Esta desagradable celebración no tiene nada que ver con nosotros, ni desde el punto de vista religioso cristiano, ni desde el punto de vista cultural, ni desde el punto de vista ético y mucho menos estético. Halloween es la culminación del despropósito y de la llamada ingenuidad norteamericana -está muy extendida la creencia popular de que los americanos son idiotas- si bien el origen de todo esto vuelve a ser europeo, celta, irlandés concretamente, llevada al otro lado del mar por las emigraciones del XIX. Allí perdió su carácter druídico y misterioso, como el de la 'Santa Compaña' gallega, o la religiosidad popular de la 'Fiesta de los finaos' en Canarias, o el bellísimo culto a la 'Santa Muerte' de México. Y a través de las películas de terror, a las que por razones desconocidas para mí tan aficionadas son las alegres muchachadas contemporáneas, llegamos a esta catarsis colectiva de zombis, esqueletos, muertos vivientes, demonios, súcubos, íncubos, brujería y satanismo, con la extraordinaria innovación histórica de que la inmensa mayoría de los disfraces son de plástico, arden como la yesca y están comprados en el chino de la esquina.
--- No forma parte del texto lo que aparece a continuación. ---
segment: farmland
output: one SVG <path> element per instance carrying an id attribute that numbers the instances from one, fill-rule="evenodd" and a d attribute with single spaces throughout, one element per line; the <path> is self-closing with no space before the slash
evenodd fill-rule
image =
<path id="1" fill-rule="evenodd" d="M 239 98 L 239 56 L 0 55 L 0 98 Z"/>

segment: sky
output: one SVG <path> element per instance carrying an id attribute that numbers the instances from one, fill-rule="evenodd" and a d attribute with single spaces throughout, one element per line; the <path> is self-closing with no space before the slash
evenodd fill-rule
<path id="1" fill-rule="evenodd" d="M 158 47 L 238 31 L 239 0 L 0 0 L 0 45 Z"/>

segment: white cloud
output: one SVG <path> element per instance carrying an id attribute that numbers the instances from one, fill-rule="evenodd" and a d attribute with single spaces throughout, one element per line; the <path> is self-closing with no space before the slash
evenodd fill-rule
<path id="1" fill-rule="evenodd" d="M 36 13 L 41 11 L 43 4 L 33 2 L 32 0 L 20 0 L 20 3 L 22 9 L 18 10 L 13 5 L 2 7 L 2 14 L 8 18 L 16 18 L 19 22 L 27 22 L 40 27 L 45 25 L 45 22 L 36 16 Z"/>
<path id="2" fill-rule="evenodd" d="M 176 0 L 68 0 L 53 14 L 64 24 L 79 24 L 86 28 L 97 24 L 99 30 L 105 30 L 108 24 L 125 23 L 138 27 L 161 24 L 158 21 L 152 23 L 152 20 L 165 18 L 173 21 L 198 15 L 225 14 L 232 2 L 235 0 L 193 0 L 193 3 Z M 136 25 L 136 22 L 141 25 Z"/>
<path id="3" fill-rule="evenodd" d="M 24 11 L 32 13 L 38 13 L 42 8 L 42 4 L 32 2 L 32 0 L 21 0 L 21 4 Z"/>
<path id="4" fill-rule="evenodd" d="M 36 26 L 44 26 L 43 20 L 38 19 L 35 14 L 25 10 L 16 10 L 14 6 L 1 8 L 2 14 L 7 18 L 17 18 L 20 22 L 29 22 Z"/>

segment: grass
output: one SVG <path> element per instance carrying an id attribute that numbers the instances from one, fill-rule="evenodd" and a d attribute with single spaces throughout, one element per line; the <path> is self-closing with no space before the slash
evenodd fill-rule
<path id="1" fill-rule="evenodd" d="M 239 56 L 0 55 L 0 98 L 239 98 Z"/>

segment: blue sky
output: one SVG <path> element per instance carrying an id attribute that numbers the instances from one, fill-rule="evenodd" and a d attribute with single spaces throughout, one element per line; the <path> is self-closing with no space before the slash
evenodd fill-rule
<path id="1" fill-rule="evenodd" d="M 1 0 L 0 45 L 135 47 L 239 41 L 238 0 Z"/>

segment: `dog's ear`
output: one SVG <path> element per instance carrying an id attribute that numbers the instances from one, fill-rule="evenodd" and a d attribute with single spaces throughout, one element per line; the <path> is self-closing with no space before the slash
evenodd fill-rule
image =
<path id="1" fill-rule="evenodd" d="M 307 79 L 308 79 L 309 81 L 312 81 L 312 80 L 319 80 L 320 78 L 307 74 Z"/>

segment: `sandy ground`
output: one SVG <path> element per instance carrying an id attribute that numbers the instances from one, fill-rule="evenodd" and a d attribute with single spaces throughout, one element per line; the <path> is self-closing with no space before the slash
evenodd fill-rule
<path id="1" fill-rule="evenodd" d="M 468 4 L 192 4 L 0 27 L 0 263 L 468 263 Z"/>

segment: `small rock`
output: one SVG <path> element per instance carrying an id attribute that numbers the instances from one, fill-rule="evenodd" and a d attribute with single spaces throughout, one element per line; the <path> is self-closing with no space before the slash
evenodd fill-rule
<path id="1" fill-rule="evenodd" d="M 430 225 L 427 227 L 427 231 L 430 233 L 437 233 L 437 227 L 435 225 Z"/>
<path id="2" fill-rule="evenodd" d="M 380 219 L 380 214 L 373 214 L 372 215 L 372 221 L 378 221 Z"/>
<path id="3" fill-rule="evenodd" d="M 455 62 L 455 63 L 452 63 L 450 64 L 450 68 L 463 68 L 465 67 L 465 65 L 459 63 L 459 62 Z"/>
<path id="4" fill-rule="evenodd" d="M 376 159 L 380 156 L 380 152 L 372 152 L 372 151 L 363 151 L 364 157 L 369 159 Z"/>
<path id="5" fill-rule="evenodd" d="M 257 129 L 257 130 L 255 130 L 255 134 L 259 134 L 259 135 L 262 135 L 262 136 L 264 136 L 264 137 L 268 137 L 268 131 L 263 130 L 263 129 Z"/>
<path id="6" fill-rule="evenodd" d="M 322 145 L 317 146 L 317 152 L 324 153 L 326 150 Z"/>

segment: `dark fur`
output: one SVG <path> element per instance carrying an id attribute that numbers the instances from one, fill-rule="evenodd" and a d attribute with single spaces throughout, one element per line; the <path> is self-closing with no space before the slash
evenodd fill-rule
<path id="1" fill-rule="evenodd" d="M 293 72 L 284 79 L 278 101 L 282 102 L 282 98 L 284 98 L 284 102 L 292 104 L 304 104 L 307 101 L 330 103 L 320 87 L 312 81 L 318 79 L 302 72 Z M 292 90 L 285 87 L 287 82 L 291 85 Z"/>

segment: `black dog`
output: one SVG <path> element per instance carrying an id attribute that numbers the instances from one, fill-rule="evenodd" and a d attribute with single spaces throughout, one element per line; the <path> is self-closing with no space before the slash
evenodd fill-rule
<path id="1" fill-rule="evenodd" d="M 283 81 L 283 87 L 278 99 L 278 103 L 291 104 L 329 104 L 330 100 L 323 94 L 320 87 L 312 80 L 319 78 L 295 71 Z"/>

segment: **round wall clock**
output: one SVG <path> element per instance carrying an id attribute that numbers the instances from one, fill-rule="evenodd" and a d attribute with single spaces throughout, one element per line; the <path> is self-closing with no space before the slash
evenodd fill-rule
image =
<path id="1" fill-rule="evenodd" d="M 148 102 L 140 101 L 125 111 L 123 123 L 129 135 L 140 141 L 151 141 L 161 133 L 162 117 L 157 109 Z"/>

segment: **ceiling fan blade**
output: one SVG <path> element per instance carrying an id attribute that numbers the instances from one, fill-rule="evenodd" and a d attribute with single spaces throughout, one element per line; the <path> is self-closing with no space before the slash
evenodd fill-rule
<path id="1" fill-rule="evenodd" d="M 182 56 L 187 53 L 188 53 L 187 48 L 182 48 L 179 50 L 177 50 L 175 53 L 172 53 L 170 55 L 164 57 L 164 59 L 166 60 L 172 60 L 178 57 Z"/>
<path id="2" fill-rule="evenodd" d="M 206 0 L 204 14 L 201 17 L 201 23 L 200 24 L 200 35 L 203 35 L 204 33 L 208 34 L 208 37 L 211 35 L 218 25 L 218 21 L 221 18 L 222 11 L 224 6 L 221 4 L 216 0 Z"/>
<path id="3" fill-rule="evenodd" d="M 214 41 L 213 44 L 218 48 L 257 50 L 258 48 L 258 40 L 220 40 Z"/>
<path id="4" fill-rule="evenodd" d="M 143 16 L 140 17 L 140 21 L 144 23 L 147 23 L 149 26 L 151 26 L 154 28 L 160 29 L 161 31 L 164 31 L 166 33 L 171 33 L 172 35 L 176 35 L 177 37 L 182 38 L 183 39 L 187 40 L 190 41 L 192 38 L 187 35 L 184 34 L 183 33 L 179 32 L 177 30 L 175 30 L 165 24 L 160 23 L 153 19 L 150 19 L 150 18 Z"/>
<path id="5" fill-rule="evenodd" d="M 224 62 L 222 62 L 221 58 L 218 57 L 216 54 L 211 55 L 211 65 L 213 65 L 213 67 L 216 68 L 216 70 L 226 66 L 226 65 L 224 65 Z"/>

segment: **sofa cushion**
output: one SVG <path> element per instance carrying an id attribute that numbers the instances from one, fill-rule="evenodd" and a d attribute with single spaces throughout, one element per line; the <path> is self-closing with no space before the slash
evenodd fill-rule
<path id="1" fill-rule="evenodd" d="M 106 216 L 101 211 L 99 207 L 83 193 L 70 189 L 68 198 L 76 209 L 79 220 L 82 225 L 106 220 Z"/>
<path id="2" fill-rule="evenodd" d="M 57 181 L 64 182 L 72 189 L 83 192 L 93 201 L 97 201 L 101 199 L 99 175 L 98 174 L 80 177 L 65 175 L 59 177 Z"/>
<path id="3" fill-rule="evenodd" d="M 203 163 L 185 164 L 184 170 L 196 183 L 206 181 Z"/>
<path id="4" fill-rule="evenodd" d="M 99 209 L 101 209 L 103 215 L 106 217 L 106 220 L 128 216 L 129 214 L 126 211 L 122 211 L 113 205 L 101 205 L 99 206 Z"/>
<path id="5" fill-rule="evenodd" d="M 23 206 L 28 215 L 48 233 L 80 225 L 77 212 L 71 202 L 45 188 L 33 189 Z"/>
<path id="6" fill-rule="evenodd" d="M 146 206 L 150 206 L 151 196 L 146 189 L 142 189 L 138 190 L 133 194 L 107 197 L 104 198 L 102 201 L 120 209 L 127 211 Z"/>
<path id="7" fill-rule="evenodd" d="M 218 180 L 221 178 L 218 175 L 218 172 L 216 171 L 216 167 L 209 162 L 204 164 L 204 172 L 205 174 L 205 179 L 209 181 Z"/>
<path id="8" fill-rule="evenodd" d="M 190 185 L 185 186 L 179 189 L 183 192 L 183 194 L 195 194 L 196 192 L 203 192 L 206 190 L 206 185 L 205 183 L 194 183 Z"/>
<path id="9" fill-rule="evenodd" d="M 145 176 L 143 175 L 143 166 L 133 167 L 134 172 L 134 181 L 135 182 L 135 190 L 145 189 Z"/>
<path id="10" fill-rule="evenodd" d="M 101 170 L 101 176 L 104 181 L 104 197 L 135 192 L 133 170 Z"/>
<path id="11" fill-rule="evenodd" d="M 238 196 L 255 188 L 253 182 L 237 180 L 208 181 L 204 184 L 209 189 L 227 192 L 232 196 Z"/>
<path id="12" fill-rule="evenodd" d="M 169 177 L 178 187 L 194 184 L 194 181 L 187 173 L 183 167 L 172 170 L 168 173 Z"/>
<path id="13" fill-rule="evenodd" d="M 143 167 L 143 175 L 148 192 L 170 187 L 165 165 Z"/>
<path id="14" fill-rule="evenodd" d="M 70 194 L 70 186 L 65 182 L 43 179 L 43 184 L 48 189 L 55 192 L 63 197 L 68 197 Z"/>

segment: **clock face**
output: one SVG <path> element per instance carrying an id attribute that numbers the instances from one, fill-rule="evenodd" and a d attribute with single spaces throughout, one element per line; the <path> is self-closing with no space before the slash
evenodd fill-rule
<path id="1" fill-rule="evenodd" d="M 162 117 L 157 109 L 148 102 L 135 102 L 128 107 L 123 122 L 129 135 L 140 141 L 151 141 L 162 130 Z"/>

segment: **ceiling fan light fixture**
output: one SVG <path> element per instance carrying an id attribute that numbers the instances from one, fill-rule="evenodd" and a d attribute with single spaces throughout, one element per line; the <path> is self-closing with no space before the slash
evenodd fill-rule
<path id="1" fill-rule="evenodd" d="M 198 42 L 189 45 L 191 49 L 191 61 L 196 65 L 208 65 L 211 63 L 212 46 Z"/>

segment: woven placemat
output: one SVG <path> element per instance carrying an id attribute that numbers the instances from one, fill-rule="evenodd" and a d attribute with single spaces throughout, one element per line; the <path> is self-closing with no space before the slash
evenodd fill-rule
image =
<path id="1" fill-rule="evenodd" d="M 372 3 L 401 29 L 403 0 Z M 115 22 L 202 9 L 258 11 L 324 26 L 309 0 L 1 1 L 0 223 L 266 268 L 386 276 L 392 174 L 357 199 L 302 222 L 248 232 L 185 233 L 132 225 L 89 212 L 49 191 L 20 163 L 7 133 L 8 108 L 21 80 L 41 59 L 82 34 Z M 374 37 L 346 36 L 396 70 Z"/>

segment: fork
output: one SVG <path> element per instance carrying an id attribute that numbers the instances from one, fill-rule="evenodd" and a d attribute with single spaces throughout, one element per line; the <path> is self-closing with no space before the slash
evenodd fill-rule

Hay que reconocer que la cosa tiene mérito, especialmente cuando ves a una chica joven disfrazada de Cruella de Vil, empujando un carrito en el que duerme plácidamente un chiquito pavoroso, al que su papi, que camina con aire de infinito hastío con las manos de Freddy Krugger y un cuchillo que le atraviesa la cabeza, ha disfrutado sádicamente disfrazándolo del bebe de Rosemary. ¿De verdad que esto lleva a algún sitio que no sea el suicidio colectivo, o la imbecilidad generalizada?

Acabaré, tal como empecé, con un toque de humor de Evelyn Waugh: «Su pequeña Aimée mueve la cola esta noche en el cielo y piensa en usted». Pues eso.